7.庆寿堂
三房李张氏哭丧着离了席,老国公爷和老夫人虽面色不好,但什么大风浪没见过,这么点幺蛾子倒未曾放眼里。
老夫人将筷箸放下来,只擦了擦嘴道:“今日丑话说在前头,这给小宝准备的物事,都是从老身和大房媳妇的压箱底里添的,与府里的账本无关。大房家的就不用说了,老身这点东西,想给谁就给谁,你们谁也不用惦记着。一双眼睛就只能看到那么点东西,老身都替你们感到丢人。”
“现在孩子大了,心也大了,一家人凑到一处吃顿饭热热闹闹也不容易。老身这把年纪,什么也不图了,就图个儿孙绕膝、颐养天年,以后谁这么不省事,便也不用到老身跟前来现眼了,省得老身这把年纪还跟着添堵。”
老夫人一席话下来,满屋人大气都不敢喘一声。
若说李爻几个叔叔没谁不怕老国公爷的,但相较老国公爷而言,他们更怵老夫人。老国公爷就是凶,再不则动动家法什么的,老夫人也不会动粗,只会和他们讲道理,还是最会打蛇打七寸、诛心的那种,每每让他们觉得自己犯了错后就跟十恶不赦一样。
当然,老国公爷也对老夫人发怵的很。一来是对老妻心有感激和愧疚,他在边关这么多年,四子一女都是老妻一人拉扯大,几个子女还这么出息,他哪能不心怀感激。再来老夫人出身宁国公府,自幼被老宁国公悉心教养,无论是出身样貌还是才情学识在当时都是一等一的好,与当今太后被世人称为宁门双姝,李尉也是凭得自己的样貌才能抱得美人归,所以一直对老夫人敬重有加。

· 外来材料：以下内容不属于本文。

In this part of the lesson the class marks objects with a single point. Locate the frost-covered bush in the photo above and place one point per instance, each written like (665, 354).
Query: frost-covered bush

即使岁月荏苒,英雄白首、美人迟暮,李尉对陈氏的心意也未有过什么变化。
李爻倒蛮羡慕他祖父祖母的这种感情,实在是太难得了。他在现代见多了各种各样夫妻终变怨偶的例子,像这样恩爱白头的倒是少见。只可惜他不喜欢女孩子,要不然找一个温柔知心的女子,像他祖父祖母这样过一辈子也挺好的。
不过他现在年纪还小,还不用考虑这些。
一顿好不容易的家宴就这么不欢而散,李爻有些怏怏不乐,觉得进宫当伴读的第一天好像就不太美妙。
李顾氏还以为他是因为家宴上的事情不高兴,晚上摸着他的脑袋道:“我们小宝最乖了,你三婶那是不知道,不用把你三婶的话放心上。”
李爻心里又暖又胀的,就算他觉得他三婶的话说的都是真的,可即使如此,他娘还是会义无反顾地袒护他,觉得他最好,让他觉得他可真幸福。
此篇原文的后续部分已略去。